One of the problems is that, like XML, OWL is big, complex, and hard to learn. HTML is easy so it could catch on. But there are two bigger problems. Sociological problems. The amount of work it takes to represent your information in OWL is an order of magnitude greater than the relatively small benefit gained from its use. Secondly, The vision of the Semantic Web requires that everyone buys in to it. That's too much to ask. There are a lot of different types of people in the World and the requirement that everyone agrees to use this complex language just isn't going to happen. With Proteus a model can be wrapped around a data-base or a propriety file format or API. For example, a Proteus model of OWL and XML could be made; then folks who prefer those languages can use them without harassment. The other way round will not work because the semantics of Proteus are not expressible in OWL or XML.

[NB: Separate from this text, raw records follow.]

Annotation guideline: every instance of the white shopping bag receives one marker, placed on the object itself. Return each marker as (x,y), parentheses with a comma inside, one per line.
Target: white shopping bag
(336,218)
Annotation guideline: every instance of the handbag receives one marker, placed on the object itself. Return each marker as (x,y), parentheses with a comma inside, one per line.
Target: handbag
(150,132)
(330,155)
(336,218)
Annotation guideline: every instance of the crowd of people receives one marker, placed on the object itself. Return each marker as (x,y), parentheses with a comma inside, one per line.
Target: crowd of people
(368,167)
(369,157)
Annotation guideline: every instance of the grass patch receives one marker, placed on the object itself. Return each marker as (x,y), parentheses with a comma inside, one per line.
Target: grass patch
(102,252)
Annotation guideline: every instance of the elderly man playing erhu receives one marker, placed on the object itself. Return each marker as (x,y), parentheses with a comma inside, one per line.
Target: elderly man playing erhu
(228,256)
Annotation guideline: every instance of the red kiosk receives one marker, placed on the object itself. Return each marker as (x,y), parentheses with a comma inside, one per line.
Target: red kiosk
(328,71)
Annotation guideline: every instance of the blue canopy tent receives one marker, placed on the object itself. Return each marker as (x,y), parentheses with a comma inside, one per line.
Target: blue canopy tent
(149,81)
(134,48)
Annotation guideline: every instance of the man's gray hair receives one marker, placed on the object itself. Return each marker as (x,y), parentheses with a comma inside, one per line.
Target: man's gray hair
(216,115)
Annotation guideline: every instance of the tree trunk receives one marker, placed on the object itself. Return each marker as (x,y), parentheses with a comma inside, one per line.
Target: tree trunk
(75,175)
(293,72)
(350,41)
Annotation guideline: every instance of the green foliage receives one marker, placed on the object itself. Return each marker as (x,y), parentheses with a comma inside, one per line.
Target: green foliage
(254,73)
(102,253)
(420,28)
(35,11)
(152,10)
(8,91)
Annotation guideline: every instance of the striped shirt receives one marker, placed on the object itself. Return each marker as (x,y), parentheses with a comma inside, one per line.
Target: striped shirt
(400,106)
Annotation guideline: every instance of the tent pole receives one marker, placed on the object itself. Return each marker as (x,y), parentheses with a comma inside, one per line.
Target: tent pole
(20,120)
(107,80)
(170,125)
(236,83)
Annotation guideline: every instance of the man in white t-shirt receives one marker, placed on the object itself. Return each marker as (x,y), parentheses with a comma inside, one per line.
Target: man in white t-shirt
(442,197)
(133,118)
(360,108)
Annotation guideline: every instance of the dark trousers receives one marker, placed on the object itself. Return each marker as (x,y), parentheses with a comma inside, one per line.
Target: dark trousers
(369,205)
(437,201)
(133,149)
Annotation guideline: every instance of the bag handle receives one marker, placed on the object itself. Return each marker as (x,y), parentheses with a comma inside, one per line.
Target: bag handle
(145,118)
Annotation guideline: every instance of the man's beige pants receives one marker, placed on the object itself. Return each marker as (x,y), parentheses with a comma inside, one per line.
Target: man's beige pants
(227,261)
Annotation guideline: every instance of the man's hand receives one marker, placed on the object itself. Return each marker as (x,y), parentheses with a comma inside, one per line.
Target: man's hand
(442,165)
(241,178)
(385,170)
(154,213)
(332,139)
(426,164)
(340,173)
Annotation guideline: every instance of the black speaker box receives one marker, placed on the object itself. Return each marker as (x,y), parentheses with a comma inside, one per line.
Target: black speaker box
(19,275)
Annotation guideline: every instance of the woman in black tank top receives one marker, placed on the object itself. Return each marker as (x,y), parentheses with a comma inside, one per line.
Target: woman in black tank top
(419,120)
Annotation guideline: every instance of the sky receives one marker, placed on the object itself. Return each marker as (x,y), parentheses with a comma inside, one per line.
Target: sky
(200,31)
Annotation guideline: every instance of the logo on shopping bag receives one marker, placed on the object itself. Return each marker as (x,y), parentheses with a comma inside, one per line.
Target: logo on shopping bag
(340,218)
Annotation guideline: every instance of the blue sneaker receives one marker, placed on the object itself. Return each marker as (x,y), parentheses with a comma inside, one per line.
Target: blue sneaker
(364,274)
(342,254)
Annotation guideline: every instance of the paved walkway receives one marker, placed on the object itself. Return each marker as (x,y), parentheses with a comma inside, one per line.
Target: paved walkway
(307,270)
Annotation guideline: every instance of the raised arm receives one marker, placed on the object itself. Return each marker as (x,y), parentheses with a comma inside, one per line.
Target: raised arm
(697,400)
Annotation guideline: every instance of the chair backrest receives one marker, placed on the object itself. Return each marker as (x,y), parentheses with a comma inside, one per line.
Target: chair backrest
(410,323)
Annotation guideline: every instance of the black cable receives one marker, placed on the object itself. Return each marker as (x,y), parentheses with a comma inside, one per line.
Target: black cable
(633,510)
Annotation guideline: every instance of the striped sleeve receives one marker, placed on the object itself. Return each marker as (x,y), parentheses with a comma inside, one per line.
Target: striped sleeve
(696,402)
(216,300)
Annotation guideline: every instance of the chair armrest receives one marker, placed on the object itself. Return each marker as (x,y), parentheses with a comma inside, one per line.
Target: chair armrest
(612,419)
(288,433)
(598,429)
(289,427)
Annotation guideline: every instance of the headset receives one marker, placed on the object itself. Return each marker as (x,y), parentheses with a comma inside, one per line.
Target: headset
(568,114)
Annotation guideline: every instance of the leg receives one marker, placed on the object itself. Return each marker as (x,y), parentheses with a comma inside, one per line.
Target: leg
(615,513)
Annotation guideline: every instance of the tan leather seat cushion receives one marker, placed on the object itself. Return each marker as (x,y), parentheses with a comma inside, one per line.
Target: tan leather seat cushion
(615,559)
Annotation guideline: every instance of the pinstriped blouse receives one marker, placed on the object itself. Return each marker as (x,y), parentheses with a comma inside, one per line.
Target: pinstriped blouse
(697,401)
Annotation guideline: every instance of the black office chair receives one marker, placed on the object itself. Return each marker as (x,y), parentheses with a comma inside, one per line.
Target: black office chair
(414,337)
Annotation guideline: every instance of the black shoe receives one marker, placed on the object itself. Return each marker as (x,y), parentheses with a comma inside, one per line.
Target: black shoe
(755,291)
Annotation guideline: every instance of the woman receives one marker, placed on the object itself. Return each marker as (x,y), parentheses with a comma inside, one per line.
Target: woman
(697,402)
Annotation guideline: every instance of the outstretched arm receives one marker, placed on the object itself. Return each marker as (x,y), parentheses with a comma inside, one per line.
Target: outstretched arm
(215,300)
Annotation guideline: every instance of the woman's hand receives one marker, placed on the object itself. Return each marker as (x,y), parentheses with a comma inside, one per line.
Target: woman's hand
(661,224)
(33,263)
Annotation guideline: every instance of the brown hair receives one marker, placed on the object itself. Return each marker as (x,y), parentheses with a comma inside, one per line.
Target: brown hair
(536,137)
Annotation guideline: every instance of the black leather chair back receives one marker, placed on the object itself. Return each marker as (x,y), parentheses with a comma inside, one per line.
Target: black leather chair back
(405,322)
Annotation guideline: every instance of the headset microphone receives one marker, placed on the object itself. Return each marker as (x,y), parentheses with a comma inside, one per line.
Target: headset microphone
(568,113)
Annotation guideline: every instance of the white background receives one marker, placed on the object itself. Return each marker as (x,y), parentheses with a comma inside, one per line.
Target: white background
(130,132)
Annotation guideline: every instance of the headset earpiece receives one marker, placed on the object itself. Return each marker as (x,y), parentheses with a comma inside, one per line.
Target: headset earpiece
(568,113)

That brings up the larger reason for not using OWL. OWL models represent the World much like the Philosopher Aristotle would have: "All DOGS are MAMMAL; Fido is a DOG; therefore Fido is MAMMAL." Aristotle is my favorite philosopher so I'm not dissing the guy. But Galileo, and then Newton and most of science came up with a better way: numbers. Proteus uses the concept of "pieces of information" or "infons" to represent systems. Infons are like a digital representation of a state-system and they have so much in common with numbers that it's sometimes tempting to just use the term number instead of infon.

DBpedia and Freebase are great projects that I applaud. DBpedia uses RDF which is essentially OWL. Freebase is proprietary and wouldn't like users using it for things like their personal recipe list or friend list or to-do lists. The Slipstream will be a distributed repository that never needs commercial support and will not need X-millions of dollars each year to pay for server space the way Wikipedia or other central-server based projects will.

As for the various projects in the book you mention ("No Code Required"), these examples illustrate perfectly how even single models of things can be used to increase user power. If you look at the examples in each chapter, the researcher has created a model of some services or web-sites or data and has provided an interface that lets you do cool, useful things with the models. The idea for the Slipstream is that we can make all these models compatible with each other, share them, and provide any kind of user interface users prefer for interacting with them. For example, in one of the chapters a researcher has essentially modeled various web-sites and shows how a user can drag, drop, and draw in order to make a system where looking up a restaurant will automatically bring up bus schedule information to that restaurant. With the Slipstream, people in each city could model their city's transportation system: roads, buses, trains, taxis, etc. Most likely, the organizations themselves would model themselves. They could include real-time changes such as accounting for traffic-jams, vehicle problems, etc. If this information is already on the web a wrapper model would be easy to create. Users could use interfaces that they already understand to query for things like "all sushi places within 20 minutes from where Fred, Joy and I currently are".

Here are some principles extracted from the above:
* The system should eventually be so easy that it is chosen by default by lazy people.
* Content and models should be easy to share with trusted people.
* No central servers requiring maintenance and money for upkeep should be required.
* Models should have enough resolution that they can be implemented (as with C++ or Java but not UML or XML).
* Models should be represented in such a way that reasoning about their properties and causal structure is possible (as with Haskell or set theory)
* The system should work even if people don't use Proteus much because Proteus can wrap the semantics of external data sets. It should come to users' culture not force users to adopt a standard culture.
* New features should be added by generalizing and making the language smaller and simpler rather than by hacking new functionality on ad-hoc making the language larger.